L’activité enzymatique de la LDH a été déterminée sur les surnageants (100 μL/puits), prélevés dans les microplaques de culture avant la mesure de l’activité de la DHm, grâce au Cytotoxicity detection kit (LDH ; Roche Applied Science). La survie cellulaire a pu être évaluée via l’activité de la DHm en utilisant le test de cytotoxicité WST-1 (Roche Applied Science).

2.2.4. Activation métabolique de la fraction organique des aérosols par les MA

Afin d’évaluer le rôle de la fraction organique dans la cytotoxicité intrinsèque des aérosols, l’expression génique des enzymes de la phase I (CYP1A1, CYP2E1, CYP2F1, EHM, NQO1) et de la phase II (GSTP1 et GSTM3) impliquées chez l’homme dans l’activation métabolique pulmonaire des COV et/ou des HAP a été déterminée après 24, 48 ou 72 h d’exposition des macrophages alvéolaires.
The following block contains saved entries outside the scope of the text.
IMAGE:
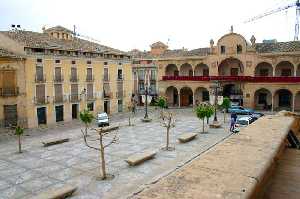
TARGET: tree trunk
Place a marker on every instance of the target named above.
(19, 142)
(102, 158)
(167, 147)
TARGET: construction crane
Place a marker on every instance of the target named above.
(296, 4)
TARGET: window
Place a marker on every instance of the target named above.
(234, 71)
(239, 49)
(90, 106)
(264, 72)
(286, 72)
(223, 50)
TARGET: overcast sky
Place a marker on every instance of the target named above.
(128, 24)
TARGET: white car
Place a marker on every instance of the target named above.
(102, 119)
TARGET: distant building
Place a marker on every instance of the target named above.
(51, 76)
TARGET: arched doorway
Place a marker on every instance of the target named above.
(284, 68)
(283, 99)
(172, 96)
(263, 99)
(263, 69)
(234, 93)
(297, 102)
(201, 70)
(231, 67)
(186, 70)
(201, 95)
(186, 96)
(171, 70)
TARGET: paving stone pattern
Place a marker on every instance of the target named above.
(40, 168)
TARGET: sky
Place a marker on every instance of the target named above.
(136, 24)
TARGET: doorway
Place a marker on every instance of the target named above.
(75, 111)
(42, 115)
(59, 111)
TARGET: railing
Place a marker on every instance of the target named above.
(40, 78)
(58, 79)
(59, 99)
(232, 78)
(74, 79)
(9, 92)
(41, 100)
(90, 78)
(74, 98)
(91, 96)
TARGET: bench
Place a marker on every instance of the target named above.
(57, 193)
(140, 158)
(186, 137)
(55, 141)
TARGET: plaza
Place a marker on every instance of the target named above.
(40, 168)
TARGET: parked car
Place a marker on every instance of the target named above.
(102, 119)
(244, 121)
(239, 110)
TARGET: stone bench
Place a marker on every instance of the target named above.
(57, 193)
(140, 158)
(51, 142)
(186, 137)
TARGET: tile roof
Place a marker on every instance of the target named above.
(43, 40)
(290, 46)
Les MA ont été ensemencés dans 132 flacons de culture de 25 cm2 (1 série de 44 flacons/temps d’incubation) à raison de 1.106 cellules/5 mL/flacon. Après 4 heures d’incubation, le milieu de culture a été changé pour éliminer les cellules non adhérentes. Pour chaque temps d’incubation, 4 flacons de culture ont été exposés aux Pt à leurs concentrations létales (CL) à 10 % et à 50 % (CL10 = 14,93 μg/mL et CL50 = 74,63 μg/mL, respectivement). Les flacons de culture ne contenant que du milieu de culture complet ont été considérés comme des témoins négatifs (n = 8). De même, des flacons exposés à des particules de TiO2 (n = 4) et à des Pd (n = 4), à des concentrations équivalentes à la CL10 et à la CL50 de la fraction inorganique des aérosols, c’est-à-dire intégrant la perte de masse liée à la désorption effective de la fraction organique, ont servi de témoins négatifs (Eq CL10 = 12,22 μg/mL et Eq CL50 = 61,11 μg/mL). Par ailleurs, l’exposition de flacons de culture au benzène (7 μM ; n = 4), au toluène (7 μM ; n = 4) et au B(a)P (1 μM ; n = 4) a constitué des contrôles positifs. Dès la fin du temps d’incubation, les cellules ont été prélevées, lavées deux fois avec du tampon phosphate (10 mM ; pH = 7,2-7,4), puis des aliquots des culots cellulaires ont été rapidement congelés et conservés à – 80 °C.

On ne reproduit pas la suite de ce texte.